Dünyaya gözlerimizi açtığımız ilk andan bu yana etrafımız seçemediğimiz ve hatta kontrol edemediğimiz gerçeklerle çevrilidir. Ailemizi seçmek elimizde değildir, genlerimizin dizilimine müdahale edemeyiz. Belki de kontrol gücüne sahip olmamanın yarattığı korkudandır dünyaya gelirken ciğerlerimizi yırtarcasına ağlamamız.
Durun, hayat hakkında umutsuzluğa kapılmaya gerek yok! Çünkü kontrolü ele alıp seçenekleri değerlendirebileceğimiz başka alanlar var. Önümüzde birbirinden kesin çizgilerle ayrılan iki yol var: Zorlayıcı bir hayatı olduğundan daha olumsuz koşullarda tahayyül ederek zindan haline getirmek ya da elimizden geldiğince cennete çevirmeye çalışmak.

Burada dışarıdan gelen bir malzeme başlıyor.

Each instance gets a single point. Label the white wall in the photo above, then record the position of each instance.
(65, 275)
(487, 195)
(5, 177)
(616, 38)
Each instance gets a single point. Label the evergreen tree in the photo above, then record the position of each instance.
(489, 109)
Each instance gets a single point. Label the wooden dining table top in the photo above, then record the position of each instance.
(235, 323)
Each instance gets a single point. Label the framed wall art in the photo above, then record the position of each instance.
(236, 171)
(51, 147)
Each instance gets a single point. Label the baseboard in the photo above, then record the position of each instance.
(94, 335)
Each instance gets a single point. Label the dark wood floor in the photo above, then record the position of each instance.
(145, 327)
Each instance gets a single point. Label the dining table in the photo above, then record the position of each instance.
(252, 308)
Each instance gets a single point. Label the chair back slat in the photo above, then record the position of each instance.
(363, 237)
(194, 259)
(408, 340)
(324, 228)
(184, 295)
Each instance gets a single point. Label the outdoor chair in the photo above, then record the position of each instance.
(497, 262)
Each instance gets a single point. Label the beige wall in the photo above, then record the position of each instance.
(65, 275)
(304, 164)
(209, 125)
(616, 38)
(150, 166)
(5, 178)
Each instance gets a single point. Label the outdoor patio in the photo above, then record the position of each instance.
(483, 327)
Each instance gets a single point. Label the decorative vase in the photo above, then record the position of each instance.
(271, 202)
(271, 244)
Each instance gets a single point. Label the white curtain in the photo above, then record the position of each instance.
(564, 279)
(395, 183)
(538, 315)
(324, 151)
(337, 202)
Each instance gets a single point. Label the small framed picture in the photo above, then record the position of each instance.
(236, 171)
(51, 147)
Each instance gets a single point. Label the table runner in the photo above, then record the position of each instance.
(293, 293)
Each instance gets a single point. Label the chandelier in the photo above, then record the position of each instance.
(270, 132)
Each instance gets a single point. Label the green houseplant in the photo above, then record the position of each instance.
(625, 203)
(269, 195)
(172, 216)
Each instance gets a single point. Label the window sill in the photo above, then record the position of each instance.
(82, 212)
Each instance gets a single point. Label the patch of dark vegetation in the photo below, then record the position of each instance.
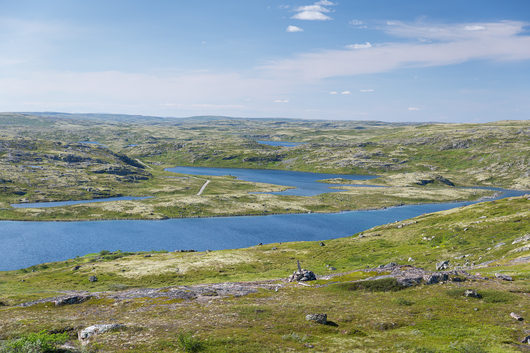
(377, 285)
(35, 342)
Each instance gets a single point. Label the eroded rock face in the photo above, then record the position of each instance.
(90, 331)
(318, 318)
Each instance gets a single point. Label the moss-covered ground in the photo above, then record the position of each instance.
(485, 238)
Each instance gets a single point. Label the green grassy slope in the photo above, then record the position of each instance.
(426, 318)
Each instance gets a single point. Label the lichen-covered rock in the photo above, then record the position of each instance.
(90, 331)
(74, 299)
(302, 276)
(470, 293)
(318, 318)
(442, 265)
(503, 277)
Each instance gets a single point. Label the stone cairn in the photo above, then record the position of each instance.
(302, 275)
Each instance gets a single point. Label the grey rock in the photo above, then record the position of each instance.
(440, 266)
(302, 275)
(503, 277)
(470, 293)
(318, 318)
(434, 278)
(74, 299)
(516, 317)
(90, 331)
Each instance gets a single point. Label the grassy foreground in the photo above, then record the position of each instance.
(485, 238)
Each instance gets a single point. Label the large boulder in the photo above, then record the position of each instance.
(442, 265)
(302, 276)
(74, 299)
(90, 331)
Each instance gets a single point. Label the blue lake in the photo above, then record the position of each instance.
(30, 243)
(305, 184)
(281, 143)
(69, 203)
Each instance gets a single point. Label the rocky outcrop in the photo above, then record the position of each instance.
(318, 318)
(74, 299)
(407, 275)
(90, 331)
(302, 275)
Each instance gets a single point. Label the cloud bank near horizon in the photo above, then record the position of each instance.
(252, 90)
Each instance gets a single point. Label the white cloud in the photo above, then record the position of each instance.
(500, 41)
(366, 45)
(474, 28)
(315, 12)
(358, 24)
(293, 29)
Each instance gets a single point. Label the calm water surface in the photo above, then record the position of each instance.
(281, 143)
(305, 184)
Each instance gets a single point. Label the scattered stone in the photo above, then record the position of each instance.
(302, 276)
(440, 266)
(470, 293)
(318, 318)
(90, 331)
(74, 299)
(434, 278)
(503, 277)
(524, 238)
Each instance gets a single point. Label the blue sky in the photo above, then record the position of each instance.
(414, 60)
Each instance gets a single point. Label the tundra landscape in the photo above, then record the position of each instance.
(265, 176)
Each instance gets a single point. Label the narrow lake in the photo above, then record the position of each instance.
(29, 243)
(305, 184)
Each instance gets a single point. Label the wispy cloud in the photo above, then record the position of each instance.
(358, 24)
(449, 44)
(315, 12)
(365, 45)
(294, 29)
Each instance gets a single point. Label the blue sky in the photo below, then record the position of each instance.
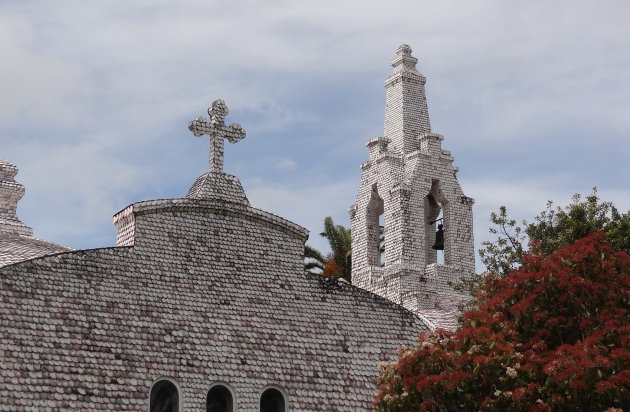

Bir sihirli değnekten söz etmiyoruz. Hayatımızda takılıp kaldığımız tüm gündemleri duygularımızın pusulasıyla, genetik ve epigenetik bilimlerinin ışığında gözden geçireceğiz. Evet, ailemizi değiştirmek hâlâ elimizde değil ancak zor geçen, kırık dökük bir çocukluğun üzerimizde bıraktığı enkazdan çıkmak mümkün. Çıkmayı deneyebiliriz en azından, böylelikle üzerimizdeki yıkıntıyı nesiller boyunca omzumuzda taşımak zorunda kalmayacağız. Genlerimiz aynı dizilimde kalacaklar fakat gereksiz yere yanan bir lambayı söndürür gibi tehlikeli genleri kapatabiliriz yaşantımızla. Yaşamak elbette kolay değil, kolaylaştırmak için çabaladığımız bir yola çıkacağız birlikte.
Genetik Uzm. Büşra T. Kazan, Bu His Sizin mi? ile genetik ve epigenetik bilimlerinin çatısı altında açıklamasını yapamadığınız deneyimlerinize yeni pencereler açarken hayatınızın birden fazla evresine dokunacak. Atalarınızdan aktarılan genlerinizin duygularınızı nasıl beslediğini, bu genlerden gelen hisleri çocuklarınıza aktarmadan nasıl yaşayacağınızı ve hayatınızı nasıl kolaylaştıracağınızı öğrenmeye hazır mısınız?